Serenos n’était pas un homme calme, il n’avait jamais prétendu être immuable et probablement que ceux qui, comme lui, avaient vu les âges passer sans jamais s’y sentir interpellé étaient devenus assez sage pour se détacher de ce monde et ne plus rien laisser les atteindre. Il n’était pas parfait, il ne voulait pas l’être. Sa personnalité était polluée par ce qui faisait de lui un homme, passant de la colère qui le poussait à chasser un homme coupable de trois fois rien à sa tristesse de ne pas connaître le repos que les hommes pouvaient bien s’accorder. Quelle importance si un monstre tente de le happer? Il guérirait, puis reprendrait les armes le jour suivant. Quelle importance si quelqu’un le trahissait? D’une main, il met fin aux jours de ses ennemis, ou de l’autre, en fait ses esclaves dévoués. Et pourtant, le voilà qui se démontrait une nouvelle fois plus humain que nécessaire, avec un comportement propre à un Roi capricieux, un homme qui en un instant changeait le destin d’un autre, sans souffrir des moindres représailles, car il était la loi elle-même de son Royaume. Qui pouvait prétendre à s’insurger, seul, contre lui? Qui serait assez fou? Dans un monde sans adversité, sans défi, que lui restait-il vraiment à accomplir? Si peu de choses pouvaient encore le motiver.

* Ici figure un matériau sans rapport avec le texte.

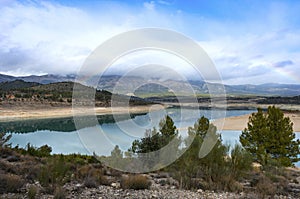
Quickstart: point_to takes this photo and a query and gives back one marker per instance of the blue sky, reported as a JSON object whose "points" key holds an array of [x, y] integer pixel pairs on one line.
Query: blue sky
{"points": [[249, 41]]}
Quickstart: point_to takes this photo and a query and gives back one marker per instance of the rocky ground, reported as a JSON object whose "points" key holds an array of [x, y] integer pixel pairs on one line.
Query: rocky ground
{"points": [[158, 190]]}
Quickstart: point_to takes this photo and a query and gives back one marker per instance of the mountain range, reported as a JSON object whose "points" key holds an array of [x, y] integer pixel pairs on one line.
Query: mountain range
{"points": [[137, 84]]}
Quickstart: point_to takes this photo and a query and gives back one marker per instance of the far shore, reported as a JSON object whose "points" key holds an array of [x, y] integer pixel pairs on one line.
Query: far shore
{"points": [[15, 114], [240, 122]]}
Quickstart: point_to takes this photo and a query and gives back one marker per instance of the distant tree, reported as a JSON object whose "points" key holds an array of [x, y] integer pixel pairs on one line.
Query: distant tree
{"points": [[154, 140], [269, 137]]}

Mais quelque chose vint briser le flot obscur de ses pensées. Dans sa colère, il l’avait complètement oubliée. Shad. Sa mémoire d’elle lui revenait lentement; il l’avait invitée à explorer le Royaume avec lui. Elle avait monté son cheval, et ils étaient partis. Il la regarda, alors qu’elle lui demandait s’il voulait regagner la capitale, ou simplement parler. Il leva les yeux vers elle, puis suivit son regard jusqu’aux montagnes. Ah, oui, c’est vrai. C’était là qu’ils se dirigeaient. Il se redressa, avec un brin de difficulté en raison de ses muscles encore sous l’effet d’une tension injustifiée. Il avait oublié de détendre ses bras, crispé comme s’il était sur le point d’exploser. Lorsqu’il relâcha le tout, il prit une grande inspiration alors que la douleur laissait place à un bien-être réconfortant, avant de s’approcher de Shad et de se placer à son côté. Délicatement, il glissa son bras dans le sien et se mit à marcher, lui souriant doucement.
« Pardonnez mon attitude, Shad. Vous êtes mon hôte, ici, en Meisa, et j’ai laissé ma colère me détourner de mon devoir. Reprenons la route, qu’il ne soit pas dit que Serenos de Meisa ne tient pas sa parole. »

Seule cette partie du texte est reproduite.